Economic concern, taxation reform and government failings are the key findings from the 2014 second half Director Sentiment Index, writes Angela Faherty.
Directors are more pessimistic about the future health of the Australian economy than ever before, a study has found. Figures from the 2014 second half Director Sentiment Index (DSI) show that more than 40 per cent of directors considered the Australian economy as weak in the past six months, while half see it as weak at present.
The survey, conducted by the Australian Institute of Company Directors, measures the opinions and future intentions of 501 directors of private business, not-for-profit organisations and ASX-listed companies.
It found that the future outlook for the Australian economy is even more pessimistic, with 55 per cent of directors expecting the economy to remain weak over the next year.
Remaining consistent with the first half of 2014, directors cited low productivity growth as the biggest economic challenge facing Australian business. This was followed by global economic uncertainty and low consumer confidence.
Overall, director sentiment regarding economic indicators was down from the first half of 2014, with 86 per cent of directors expecting to see the value of the Australian dollar decline further over the next 12 months.
Almost 60 per cent expect to see a rise in unemployment across the country, while 34 per cent expect the rate of inflation to increase. Thirty eight per cent expect a hike in the Reserve Bank of Australia’s official cash rate.
For the first time since the survey began, directors expect the US economy to be stronger than Asia over the next 12 months, with almost 40 per cent expecting an uptick in the next year.
However, director sentiment regarding the European economy has remained pessimistic, with 70 per cent expecting it to remain weak over the next 12 months.
Directors have identified taxation reform as a priority for the federal government, the DSI found.
In particular, multinational tax arrangements, such as transfer pricing, were viewed as an area most in need of change, with state-based taxes such as payroll tax and the GST also areas where directors felt reform was needed.

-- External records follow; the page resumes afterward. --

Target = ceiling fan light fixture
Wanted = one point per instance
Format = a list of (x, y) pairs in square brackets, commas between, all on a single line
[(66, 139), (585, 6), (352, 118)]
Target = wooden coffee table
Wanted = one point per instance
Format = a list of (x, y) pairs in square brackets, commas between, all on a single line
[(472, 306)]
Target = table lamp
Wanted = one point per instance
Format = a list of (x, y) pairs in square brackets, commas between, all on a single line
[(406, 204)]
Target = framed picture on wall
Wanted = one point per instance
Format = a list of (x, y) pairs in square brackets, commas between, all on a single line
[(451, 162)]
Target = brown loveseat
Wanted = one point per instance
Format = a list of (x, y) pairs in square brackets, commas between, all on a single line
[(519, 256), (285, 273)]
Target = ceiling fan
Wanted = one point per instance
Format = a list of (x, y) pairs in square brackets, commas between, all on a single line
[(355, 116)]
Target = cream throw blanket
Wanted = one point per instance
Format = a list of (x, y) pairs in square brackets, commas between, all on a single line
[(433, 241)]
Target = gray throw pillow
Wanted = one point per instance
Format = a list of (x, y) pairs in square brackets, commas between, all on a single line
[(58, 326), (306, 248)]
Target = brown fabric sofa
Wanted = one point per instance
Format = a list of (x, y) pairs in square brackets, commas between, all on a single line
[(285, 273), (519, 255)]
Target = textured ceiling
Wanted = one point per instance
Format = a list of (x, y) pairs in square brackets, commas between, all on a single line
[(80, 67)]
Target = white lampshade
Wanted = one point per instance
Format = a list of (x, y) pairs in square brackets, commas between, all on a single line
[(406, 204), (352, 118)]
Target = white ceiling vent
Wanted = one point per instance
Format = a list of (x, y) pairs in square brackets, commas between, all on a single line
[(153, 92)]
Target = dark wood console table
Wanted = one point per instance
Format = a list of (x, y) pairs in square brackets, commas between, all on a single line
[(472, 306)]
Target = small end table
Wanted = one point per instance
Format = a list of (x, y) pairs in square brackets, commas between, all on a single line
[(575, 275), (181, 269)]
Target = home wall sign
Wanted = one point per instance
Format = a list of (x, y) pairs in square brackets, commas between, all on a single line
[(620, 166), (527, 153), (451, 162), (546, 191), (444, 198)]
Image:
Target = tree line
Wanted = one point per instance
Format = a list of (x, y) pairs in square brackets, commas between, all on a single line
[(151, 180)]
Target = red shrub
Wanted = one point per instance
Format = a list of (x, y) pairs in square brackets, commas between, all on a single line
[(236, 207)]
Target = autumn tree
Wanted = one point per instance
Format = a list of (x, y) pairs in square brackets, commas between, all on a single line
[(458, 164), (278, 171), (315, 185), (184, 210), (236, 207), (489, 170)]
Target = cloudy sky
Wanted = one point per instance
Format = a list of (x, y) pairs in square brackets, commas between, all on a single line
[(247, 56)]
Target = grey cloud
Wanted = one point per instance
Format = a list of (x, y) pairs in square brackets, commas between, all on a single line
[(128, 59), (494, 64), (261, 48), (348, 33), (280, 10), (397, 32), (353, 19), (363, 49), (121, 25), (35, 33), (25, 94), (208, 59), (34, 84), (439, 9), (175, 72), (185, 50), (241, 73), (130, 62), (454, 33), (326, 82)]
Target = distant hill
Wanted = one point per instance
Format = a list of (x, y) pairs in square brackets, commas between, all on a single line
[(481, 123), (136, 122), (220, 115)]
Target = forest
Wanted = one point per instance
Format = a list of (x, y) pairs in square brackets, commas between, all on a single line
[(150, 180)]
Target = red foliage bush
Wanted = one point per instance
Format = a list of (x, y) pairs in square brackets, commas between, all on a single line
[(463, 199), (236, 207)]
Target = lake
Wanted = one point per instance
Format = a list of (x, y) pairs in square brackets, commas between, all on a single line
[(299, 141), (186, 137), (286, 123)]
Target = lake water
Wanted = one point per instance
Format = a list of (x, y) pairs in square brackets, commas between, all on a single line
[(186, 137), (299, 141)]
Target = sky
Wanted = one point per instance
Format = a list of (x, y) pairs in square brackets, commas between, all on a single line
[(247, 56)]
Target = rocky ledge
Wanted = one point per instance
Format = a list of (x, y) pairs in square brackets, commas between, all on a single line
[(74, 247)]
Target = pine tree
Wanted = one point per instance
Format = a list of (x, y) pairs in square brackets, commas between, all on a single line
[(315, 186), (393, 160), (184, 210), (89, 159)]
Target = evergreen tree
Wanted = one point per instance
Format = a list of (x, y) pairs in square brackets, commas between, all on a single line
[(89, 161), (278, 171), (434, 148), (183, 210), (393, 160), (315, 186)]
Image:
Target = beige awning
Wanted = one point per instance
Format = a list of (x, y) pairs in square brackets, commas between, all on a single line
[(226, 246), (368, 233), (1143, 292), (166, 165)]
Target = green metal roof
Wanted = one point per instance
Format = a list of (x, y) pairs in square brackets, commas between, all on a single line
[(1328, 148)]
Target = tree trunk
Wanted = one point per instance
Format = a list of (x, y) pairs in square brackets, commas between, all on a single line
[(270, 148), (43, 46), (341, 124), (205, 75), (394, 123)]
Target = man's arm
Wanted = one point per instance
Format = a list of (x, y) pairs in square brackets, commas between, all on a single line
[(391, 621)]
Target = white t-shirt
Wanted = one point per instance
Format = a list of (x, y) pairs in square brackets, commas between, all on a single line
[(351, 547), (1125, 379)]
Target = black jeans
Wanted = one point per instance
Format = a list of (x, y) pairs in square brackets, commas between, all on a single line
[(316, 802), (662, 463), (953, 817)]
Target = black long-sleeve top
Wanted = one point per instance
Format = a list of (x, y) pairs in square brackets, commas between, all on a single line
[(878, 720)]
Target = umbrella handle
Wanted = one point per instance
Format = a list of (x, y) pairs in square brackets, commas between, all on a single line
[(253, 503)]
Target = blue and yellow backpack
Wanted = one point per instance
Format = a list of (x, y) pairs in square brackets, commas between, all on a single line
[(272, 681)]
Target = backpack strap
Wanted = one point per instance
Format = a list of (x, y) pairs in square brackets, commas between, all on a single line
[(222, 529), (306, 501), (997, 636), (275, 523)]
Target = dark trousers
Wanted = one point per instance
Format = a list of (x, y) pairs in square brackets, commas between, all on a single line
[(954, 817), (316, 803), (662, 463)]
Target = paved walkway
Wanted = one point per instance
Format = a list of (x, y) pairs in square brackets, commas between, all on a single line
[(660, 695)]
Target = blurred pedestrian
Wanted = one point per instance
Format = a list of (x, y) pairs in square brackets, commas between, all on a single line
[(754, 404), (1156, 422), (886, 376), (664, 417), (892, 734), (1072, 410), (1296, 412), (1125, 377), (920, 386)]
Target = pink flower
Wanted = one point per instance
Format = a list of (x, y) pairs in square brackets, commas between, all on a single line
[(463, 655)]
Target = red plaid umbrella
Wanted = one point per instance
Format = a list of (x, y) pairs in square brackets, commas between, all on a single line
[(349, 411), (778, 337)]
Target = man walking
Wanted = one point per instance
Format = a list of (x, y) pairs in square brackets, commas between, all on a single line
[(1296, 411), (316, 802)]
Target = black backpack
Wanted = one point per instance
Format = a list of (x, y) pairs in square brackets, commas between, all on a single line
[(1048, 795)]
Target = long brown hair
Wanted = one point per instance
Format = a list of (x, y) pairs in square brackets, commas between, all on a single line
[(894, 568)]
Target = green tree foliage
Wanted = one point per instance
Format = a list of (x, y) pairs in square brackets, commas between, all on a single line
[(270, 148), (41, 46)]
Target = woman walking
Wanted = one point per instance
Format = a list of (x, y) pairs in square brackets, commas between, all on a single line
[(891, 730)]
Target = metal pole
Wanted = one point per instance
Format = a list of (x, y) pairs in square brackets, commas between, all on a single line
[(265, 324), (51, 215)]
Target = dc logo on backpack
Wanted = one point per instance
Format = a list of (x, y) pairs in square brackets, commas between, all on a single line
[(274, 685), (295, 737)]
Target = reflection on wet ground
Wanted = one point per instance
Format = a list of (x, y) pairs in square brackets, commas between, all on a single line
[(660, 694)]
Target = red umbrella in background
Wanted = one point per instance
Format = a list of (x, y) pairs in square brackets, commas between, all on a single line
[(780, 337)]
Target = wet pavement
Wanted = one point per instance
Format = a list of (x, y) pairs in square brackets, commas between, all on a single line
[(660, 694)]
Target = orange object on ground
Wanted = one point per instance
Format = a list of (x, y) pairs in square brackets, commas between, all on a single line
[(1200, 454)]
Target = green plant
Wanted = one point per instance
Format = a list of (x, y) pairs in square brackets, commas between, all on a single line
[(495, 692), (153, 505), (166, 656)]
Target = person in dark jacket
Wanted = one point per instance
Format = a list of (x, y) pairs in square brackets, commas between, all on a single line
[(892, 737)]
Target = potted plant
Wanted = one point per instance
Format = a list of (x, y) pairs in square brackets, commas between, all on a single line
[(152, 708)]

The study found that overall, director sentiment regarding the level of corporate and personal taxation remains pessimistic, with almost 70 per cent of directors believing the level of personal taxation is too high.
In line with previous surveys, 42 per cent of directors believe the level of corporate taxation is too high, while 43 per cent think it is “about right”.
In contrast, only 15 per cent of directors believe corporation tax is too low, compared to 6 per cent for personal taxation levels.
Commenting on the study, John H C Colvin FAICD, CEO and managing director at Company Directors, said: “It is clear that tax reform is now a significant item on the national reform agenda.
“Any debate about this issue needs to consider all aspects of taxation so that Australia can adopt a robust system that will generate sufficient public revenue without compromising business investment or entrepreneurial spirit.”
Colvin added: “The DSI results show that productivity growth and taxation reform are critical issues for the government to address in the short term. Directors have, for the first time, indicated that both these areas are a greater priority than infrastructure investment.”
In another blow to the federal Coalition government, the study also found that more directors than not now believe that the current government does not understand business.
Overall, directors’ confidence in the government has slumped to its lowest level since its election in September 2013, slipping 7.1 points since the last survey and falling back to the same level recorded in early 2013 when the former Labor government was still in power.
Almost half of all directors rate the government’s performance in its first year in office as “poor” or “very poor” with a similar number believing the government’s performance had a negative impact on their business decision-making. Around 75 per cent believe it had a negative impact on consumer confidence.
This continues a downward trend in sentiment that has been apparent since the Coalition took power last September.
Of particular concern for directors, is the level of red tape burdening business.
Thirty five per cent of respondents believe this has increased over the last 12 months, while more than a quarter of directors expect an increase in the coming year.
Around 70 per cent of directors identify both workplace health and safety and preparing and paying taxes as the aspects of their business most affected by red tape.
Overall, directors estimate that red tape compliance accounts for approximately 24 per cent of their total board commitment, with around 40 per cent believing this commitment has increased in the past year.
When questioned on government funding, directors indicated broad support for the idea that the government should provide financial assistance to select industries with a capacity for growth.
The sectors considered most worthy of federal funding include research and development (R&D) organisations, start-up companies and those operating in niche markets with high barriers to entry.
The study found that 97 per cent of the 501 directors responding to the survey said the R&D industry should receive some, or full, financial support from the federal government.
Ninety per cent believed the same level of support should be given to start-up companies.
In contrast, 58 per cent of directors believe industries facing severe market decline should receive no financial support from the federal government.
Fifty nine per cent of directors also supported financial investment in companies operating in niche markets with high barriers to entry, however, 36 per cent also believed these companies should not receive any financial support.